Delighting in God cited in The Quotable Tozer, p. 275.
In my work in the so-called field of “church revitalization,” I have spent much time researching, considering, and teaching course corrections for churches. I am convinced that the first and foremost correction lies in the worship of the living God. I say this because the cultural pressure is for the church to present an emotional event. This isn’t a recent cultural pressure by the way. In my view, it can be seen in the revival movements of the mid-twentieth century. We may laud God’s use of crusades and televangelists (and we should), but on the other side of the coin, such strategies also gave rise to polished presentation and consumer satisfaction. For more on the intersection of religion and entertainment, no book is more insightful than the 1985 work Amusing Ourselves to Death by Neil Postman. It is profoundly prescient and shines much light on how we got to our current cultural moment. Let me get to my point.

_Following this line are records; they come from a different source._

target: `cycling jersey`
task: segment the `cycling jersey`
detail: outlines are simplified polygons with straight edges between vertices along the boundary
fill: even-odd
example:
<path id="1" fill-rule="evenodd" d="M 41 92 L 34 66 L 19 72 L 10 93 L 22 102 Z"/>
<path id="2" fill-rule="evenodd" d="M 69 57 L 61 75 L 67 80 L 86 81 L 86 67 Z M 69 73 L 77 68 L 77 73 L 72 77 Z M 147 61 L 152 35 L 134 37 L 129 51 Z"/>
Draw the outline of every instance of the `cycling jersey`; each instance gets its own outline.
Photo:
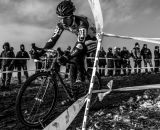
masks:
<path id="1" fill-rule="evenodd" d="M 51 39 L 46 43 L 45 49 L 54 47 L 57 40 L 64 30 L 68 30 L 77 35 L 77 41 L 84 43 L 86 40 L 96 40 L 96 28 L 91 20 L 85 16 L 73 16 L 73 22 L 70 26 L 64 25 L 60 20 Z"/>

For any church to remain focused, the first component must be an absolute and unwavering commitment to the worship of God.

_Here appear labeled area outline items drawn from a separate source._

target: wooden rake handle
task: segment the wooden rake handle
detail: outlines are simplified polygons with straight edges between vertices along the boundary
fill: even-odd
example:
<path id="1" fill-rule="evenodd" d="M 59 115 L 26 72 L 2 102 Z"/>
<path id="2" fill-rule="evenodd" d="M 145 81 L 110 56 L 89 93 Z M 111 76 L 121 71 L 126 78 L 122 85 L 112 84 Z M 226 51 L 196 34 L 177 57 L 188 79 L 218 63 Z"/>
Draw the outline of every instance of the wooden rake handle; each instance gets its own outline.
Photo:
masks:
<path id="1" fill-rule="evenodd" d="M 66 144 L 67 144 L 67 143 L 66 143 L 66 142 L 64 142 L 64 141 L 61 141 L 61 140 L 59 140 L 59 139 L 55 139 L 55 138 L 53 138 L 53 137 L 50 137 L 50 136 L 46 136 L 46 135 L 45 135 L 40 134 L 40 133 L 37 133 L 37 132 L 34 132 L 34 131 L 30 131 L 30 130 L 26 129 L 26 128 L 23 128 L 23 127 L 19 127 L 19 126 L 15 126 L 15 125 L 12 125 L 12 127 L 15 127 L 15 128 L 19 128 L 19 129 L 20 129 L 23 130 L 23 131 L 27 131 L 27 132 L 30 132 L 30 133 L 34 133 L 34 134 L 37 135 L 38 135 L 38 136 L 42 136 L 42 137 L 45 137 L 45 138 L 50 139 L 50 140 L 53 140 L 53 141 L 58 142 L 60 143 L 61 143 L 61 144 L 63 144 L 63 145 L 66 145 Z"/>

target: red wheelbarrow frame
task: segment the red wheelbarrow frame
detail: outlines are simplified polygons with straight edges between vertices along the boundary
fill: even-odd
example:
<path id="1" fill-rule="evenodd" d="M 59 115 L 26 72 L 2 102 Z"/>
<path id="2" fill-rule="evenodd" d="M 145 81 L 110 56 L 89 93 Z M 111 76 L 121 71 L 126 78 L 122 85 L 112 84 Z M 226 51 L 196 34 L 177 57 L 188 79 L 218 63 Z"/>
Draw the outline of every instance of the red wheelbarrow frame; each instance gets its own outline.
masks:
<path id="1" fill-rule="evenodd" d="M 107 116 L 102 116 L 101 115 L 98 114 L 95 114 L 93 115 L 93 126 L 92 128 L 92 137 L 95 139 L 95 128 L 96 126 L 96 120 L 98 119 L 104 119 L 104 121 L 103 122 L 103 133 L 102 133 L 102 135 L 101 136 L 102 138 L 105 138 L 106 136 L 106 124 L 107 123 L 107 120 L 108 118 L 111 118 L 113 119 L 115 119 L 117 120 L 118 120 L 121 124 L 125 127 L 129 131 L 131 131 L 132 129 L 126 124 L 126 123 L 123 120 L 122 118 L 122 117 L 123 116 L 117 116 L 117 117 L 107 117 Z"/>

For any church to remain focused, the first component must be an absolute and unwavering commitment to the worship of God.
Unfortunately, our culture has developed such a self-help tendency that we remain “curved in on ourselves” (incurvatus in se) (Augustine). Turning outward toward the Creator does not come naturally (cf. Romans 1:18ff). The classic concept of the goal as the beatific vision (the beholding of God) has virtually been erased from ecclesiological discourse. Instead, we talk strategies and trends and relevance. Yet, the great desire of the human heart lies in knowing God (cf. John 17:3; also Augustine’s opening paragraph in Confessions). Until the worship of God is nonnegotiable and all the clamoring of consumer preferences, political agendas, national holidays is seen as an attempt to subvert the worship of God, the church will remain on shaky footing. We must reject “the lowly concept of God” and return to “a high and lofty perception of God.”

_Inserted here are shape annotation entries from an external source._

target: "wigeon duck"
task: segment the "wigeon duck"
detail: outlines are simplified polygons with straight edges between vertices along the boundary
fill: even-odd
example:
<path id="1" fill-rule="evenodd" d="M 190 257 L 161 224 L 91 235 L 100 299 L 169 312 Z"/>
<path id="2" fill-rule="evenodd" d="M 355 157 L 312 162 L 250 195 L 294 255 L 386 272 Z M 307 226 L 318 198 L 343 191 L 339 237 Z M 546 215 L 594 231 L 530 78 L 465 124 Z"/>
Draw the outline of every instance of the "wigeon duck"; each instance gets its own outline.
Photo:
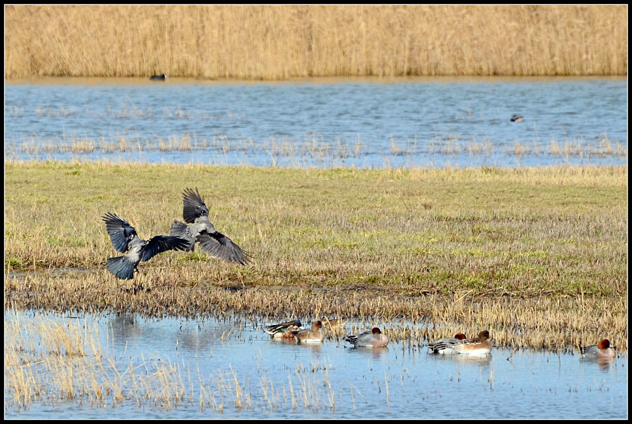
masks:
<path id="1" fill-rule="evenodd" d="M 579 352 L 587 358 L 613 358 L 617 356 L 615 349 L 614 346 L 610 345 L 610 340 L 604 338 L 596 345 L 580 347 Z"/>
<path id="2" fill-rule="evenodd" d="M 446 352 L 446 347 L 450 345 L 459 343 L 462 340 L 466 339 L 466 335 L 462 333 L 457 333 L 454 337 L 444 337 L 437 340 L 435 340 L 428 344 L 428 353 L 439 353 L 442 355 L 452 355 L 454 352 L 452 349 L 449 349 Z"/>
<path id="3" fill-rule="evenodd" d="M 252 258 L 246 252 L 235 244 L 232 240 L 216 231 L 209 220 L 209 208 L 206 204 L 195 189 L 185 189 L 182 194 L 182 216 L 185 223 L 174 220 L 169 234 L 188 240 L 187 250 L 192 251 L 195 244 L 211 256 L 242 265 L 249 263 Z"/>
<path id="4" fill-rule="evenodd" d="M 382 334 L 377 327 L 374 327 L 370 331 L 360 333 L 357 336 L 348 336 L 345 340 L 354 346 L 363 346 L 367 347 L 383 347 L 388 344 L 388 338 Z"/>
<path id="5" fill-rule="evenodd" d="M 298 330 L 292 331 L 292 334 L 296 338 L 300 343 L 309 343 L 322 342 L 324 340 L 324 336 L 320 329 L 322 328 L 322 322 L 320 321 L 315 321 L 312 323 L 312 329 L 305 329 L 304 330 Z"/>
<path id="6" fill-rule="evenodd" d="M 138 237 L 136 229 L 115 213 L 107 212 L 102 217 L 112 245 L 124 256 L 108 258 L 105 263 L 107 270 L 117 278 L 132 279 L 138 263 L 149 260 L 158 253 L 166 251 L 183 251 L 188 242 L 173 236 L 154 236 L 149 240 Z"/>
<path id="7" fill-rule="evenodd" d="M 442 353 L 443 355 L 459 354 L 485 356 L 489 355 L 489 352 L 492 352 L 492 340 L 489 338 L 489 331 L 483 330 L 478 333 L 478 337 L 460 340 L 454 343 L 442 343 L 436 345 L 435 348 L 438 350 L 437 353 Z"/>
<path id="8" fill-rule="evenodd" d="M 292 331 L 298 331 L 303 329 L 303 324 L 298 319 L 269 325 L 264 328 L 263 331 L 272 336 L 272 338 L 282 340 L 294 340 L 294 335 Z"/>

The second piece comes from a book about the medieval mystics Teresa of Avila and St. John of the Cross. The context of the following quotation is in a discussion of creation and meditation, where both creation and meditation are viewed as “means to an end”—namely, the end/goal of beholding and knowing and communing with God.
Because creation shouts the Creator to the attentive heart, the man or woman who sets out on a serious pursuit of Go uses the finite as a stepping-stone to the infinite…. [St.] John [of the cross] sees created splendor as normally enkindling a great love in the human person, a love that is soon thirsting for a far greater vision of and immersion in to the divine beauty than finite reality can possibly trigger. Discursive meditation, then, is to lead one rapidly to so penetrating a yearning for the Beloved’s presence that nothing short of Him can cure her grief. Nothing worldly satisfies one who has tasted the divine.”
Thomas Dubay, Fire Within: St. Teresa of Avila, St. John of the Cross, and the Gospel on Prayer, pp. 50-51.
I won’t belabor this point because the above quote is powerful on its own. Let me just say that here we see what Christians have been saying for two millenia—the goal of human existence is communion with the triune God. The furious pursuit of that goal will satisfy us like nothing else. And this isn’t merely an individual affair. The gathered worship of the church must be focused toward the same end. When a church gathers to worship, it does not do so for a show but for an opportunity to worship the living God as the people of God and perhaps to catch a purifying glimpse of the eternal God. Or, as the psalmist said it: “One thing have I asked of the Lord, that will I seek after: that I may dwell in the house of the Lord all the days of my life, to gaze upon the beauty of the Lord and to inquire in his temple” (27:4).